Training for a marathon involves running, and more running, right? Yes, but strength training is as important for runners as for body builders. Muscle strength (not size) is likely to help you run faster and stronger, which could give you the edge you need to excel at distance running, explains Fedhealth Dream Chasers dietician Andrea du Plessis.


Did you know?

Distance running can decrease muscle strength, especially if you are running for long hours without adequate nutrition. Muscle tissues are mobilised as energy reserves through catabolic processes during endurance training. Recovery nutrition plays a key role in maintaining and strengthening muscles.


Which nutrients support muscle strength?

  • Protein provides the body with amino acids, the building blocks for muscle tissues.
  • Magnesium plays an important role in building and maintaining muscle strength.


The WHEY to go

Whey protein is valuable nutrition for runners, as it contains the essential branched-chain amino acids (BCAA). BCAA help with the recovery of over-trained muscle tissues and support the building of muscle tissue. To get the maximum benefit, 10-20g whey protein should be consumed within the first 30 minutes or at least within the first hour after an intense workout.


Get your whey

Whey protein is derived from milk and can be found in these foods:

  • Milk or plain yoghurt: 250-500ml
  • Whey protein powder / supplements: 2 scoops or tablespoons mixed with water or milk


What if you are vegetarian or have a dairy intolerance?

Pea protein is the nearest equivalent in the combination of amino acids found in whey protein.


Supplement shopping list

  • Magnesium tablets
  • Whey protein powder
  • Protein bars and snacks


Protein food sources

  • Eggs (boiled, poached, scrambled, quiche)
  • Meat (lean red meat)
  • Chicken (grilled, without skin)
  • Fish (tinned sardines, pilchards, fish cakes)
  • Soya (soya beans, tofu, soya milk, edamame beans)
  • Pulses (lentils, mung beans)
  • Dairy (milk, yoghurt, cheese)
  • Peanuts (peanuts, peanut butter)
  • Nuts (cashews, pecans, hazelnuts, pistachios and almonds)
  • Seeds (sesame, pumpkin and sunflower seeds)

Magnesium food sources

Red meat, dark green leafy vegetables (spinach, Swiss chard, rocket), dark chocolate, pumpkin seeds, coconut, banana, avocado, cashew nuts, edamame beans, yoghurt


10 Protein and magnesium snack / meal ideas

  • Chocolate yoghurt (1 tsp Nomu Skinny Hot Chocolate mixed into 1 cup full cream yoghurt)
  • Almond, banana and whey protein smoothie
  • Spinach salad with avocado, feta cheese and pumpkin seeds
  • Spinach and feta mini quiches
  • Mini meatballs (chicken or beef)
  • Edamame beans and avocado
  • Boiled eggs and avocado
  • Yoghurt with banana, coconut and dark chocolate shavings
  • Toast with peanut butter and banana slices
  • Biltong salad with rocket and cashew nuts


Are protein supplements more effective than protein foods?
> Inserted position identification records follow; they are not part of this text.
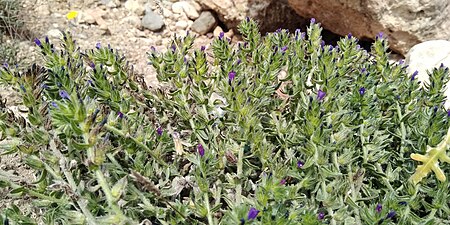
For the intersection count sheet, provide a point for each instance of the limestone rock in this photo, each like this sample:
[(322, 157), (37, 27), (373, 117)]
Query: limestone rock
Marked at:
[(152, 21), (187, 8), (271, 14), (426, 56), (135, 7), (205, 23), (406, 23)]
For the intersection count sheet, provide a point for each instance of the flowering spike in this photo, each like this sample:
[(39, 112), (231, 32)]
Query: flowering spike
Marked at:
[(64, 94), (159, 131), (321, 94), (362, 90), (414, 75), (38, 42), (320, 216), (379, 208), (300, 164), (201, 150), (379, 35), (391, 214), (231, 76), (252, 213)]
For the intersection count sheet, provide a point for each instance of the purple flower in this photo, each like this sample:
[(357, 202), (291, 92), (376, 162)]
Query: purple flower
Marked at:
[(321, 94), (38, 42), (321, 215), (362, 91), (379, 207), (391, 214), (363, 70), (200, 150), (64, 94), (159, 131), (54, 104), (414, 75), (252, 213), (231, 76)]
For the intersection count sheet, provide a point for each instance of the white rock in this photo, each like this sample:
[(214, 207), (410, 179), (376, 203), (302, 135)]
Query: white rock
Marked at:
[(177, 7), (217, 31), (54, 33), (135, 7), (187, 8), (181, 24), (86, 18), (43, 10), (426, 56), (135, 21)]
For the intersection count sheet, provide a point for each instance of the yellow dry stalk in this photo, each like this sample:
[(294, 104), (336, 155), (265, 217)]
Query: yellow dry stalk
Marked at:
[(431, 161)]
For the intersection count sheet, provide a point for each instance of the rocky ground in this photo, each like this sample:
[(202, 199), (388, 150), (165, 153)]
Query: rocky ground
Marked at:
[(131, 26)]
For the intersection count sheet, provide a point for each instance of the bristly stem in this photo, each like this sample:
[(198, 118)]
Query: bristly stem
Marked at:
[(138, 143)]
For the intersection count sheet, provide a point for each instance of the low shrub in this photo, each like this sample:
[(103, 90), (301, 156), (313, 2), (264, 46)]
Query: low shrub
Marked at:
[(280, 129)]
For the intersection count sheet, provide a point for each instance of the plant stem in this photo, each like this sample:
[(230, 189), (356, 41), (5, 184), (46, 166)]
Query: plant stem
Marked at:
[(402, 129), (105, 187), (354, 194), (138, 143), (239, 175), (208, 208)]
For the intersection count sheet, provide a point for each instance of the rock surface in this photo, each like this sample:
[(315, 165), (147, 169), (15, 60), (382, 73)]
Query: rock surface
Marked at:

No, even though protein shakes and supplements are sometimes more convenient to transport and measure, they are not more valuable or effective compared to protein from foods.


How much protein should one take after exercise to support muscle strength?

The amount is almost less important than the timing. It is recommended to consume protein within 30 minutes to one hour after exercise. The ideal amount would be 10-20 grams of protein, from a food item or protein supplement.


Should I take protein during exercise?

Usually not, unless you do high intensity endurance training that lasts longer than three hours. The best time to take protein to support muscle strength is 30 to 60 minutes after exercise.